Thousands of people in Kentuckiana are still in the dark - WDRB 41 Louisville News

Thousands of people in Kentuckiana are still in the dark

Another long day on the road to recovery, as tens of thousands of people in Kentuckiana wait for their lights to be turned back on.

LG&E still says it could take up to 14 days before everyone gets their power back after remnants of Hurricane Ike roared through on Sunday.

Like many other neighborhoods throughout the city some have power, some don't, some have seen utility trucks working and others wonder when they'll come rolling in.

The wait for power is a long one, but seeing utility trucks in your neighborhood, gives you a glimmer of hope.  Downtown, they're repairing telephone lines, in Germantown crews from Pennsylvania are restoring power.

"Just like everyone else it's been a rough trip, but it's been maintainable, I mean we've been able to get through it," said Cordell Miles, who is waiting for power.

But still, some 182,000 customer are still without power.  Hurricane Ike made landfall hundreds of miles away, but the remnants, 75 mile per hour winds, turned Louisville upside down.

With trees and wires still blocking streets and traffic lights still not up and running at several locations, it's still a nightmare for many.

Some continue to question if there is special treatment afforded some, when it comes to getting power up and running.

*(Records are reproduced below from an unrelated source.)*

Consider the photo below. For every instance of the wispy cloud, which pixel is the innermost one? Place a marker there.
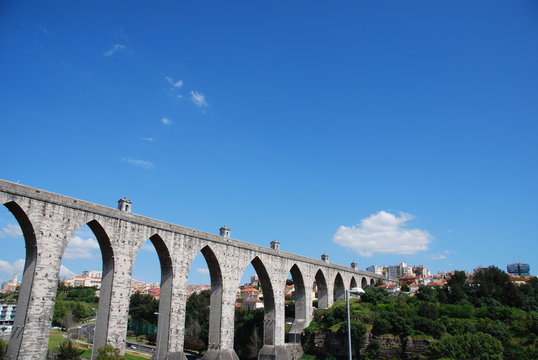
(175, 84)
(79, 248)
(12, 268)
(442, 256)
(198, 98)
(383, 233)
(11, 230)
(140, 163)
(115, 49)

"I've gotten calls from the South End, who say people from in East End are getting preferential treatment, people from West End who say people from the South End are getting preferential treatment.  I can continue to go around the geography of the city, the answer is LG&E is moving as they said they would, they're going into areas, when they fix it, creates the most positive for the area," said Jerry Abramson, Louisville Mayor.

As for the world class Ryder Cup at Valhalla this week, during a time when so many, families are without power, and businesses are closed.

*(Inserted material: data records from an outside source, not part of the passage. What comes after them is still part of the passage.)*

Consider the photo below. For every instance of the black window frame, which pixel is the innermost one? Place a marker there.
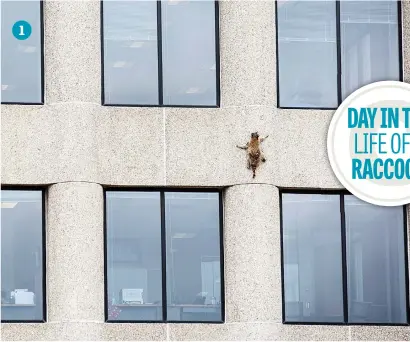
(342, 193)
(43, 241)
(164, 303)
(160, 64)
(42, 85)
(339, 55)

"Even in the face of the worst storm in 30 or 40 years, Louisville can host one of the biggest world events," said Abramson.

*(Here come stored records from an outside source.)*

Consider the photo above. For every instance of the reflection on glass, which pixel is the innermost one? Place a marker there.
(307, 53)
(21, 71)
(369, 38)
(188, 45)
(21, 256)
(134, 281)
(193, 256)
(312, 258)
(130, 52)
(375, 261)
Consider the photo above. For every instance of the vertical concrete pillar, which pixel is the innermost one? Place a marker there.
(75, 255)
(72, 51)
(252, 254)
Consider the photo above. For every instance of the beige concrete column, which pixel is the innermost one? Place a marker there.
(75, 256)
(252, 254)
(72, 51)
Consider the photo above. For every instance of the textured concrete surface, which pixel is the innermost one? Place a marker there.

While the world event goes on, in one part of town.  On Wednesday at 13th and Broadway, starting at 9 a.m., families who need food will get pre-packaged food on a first come first served basis.  Food stamp recipients who have spoiled food will get additional credit to buy more food.

400 utility trucks from various parts of the country will be on the streets.  Jefferson County Public and Catholic Schools will remain closed for the third day.  70 additional National Guardsmen will be on the streets.

It seems like you know people are trying to help, to get this situation resolved, as soon as possible," said Miles.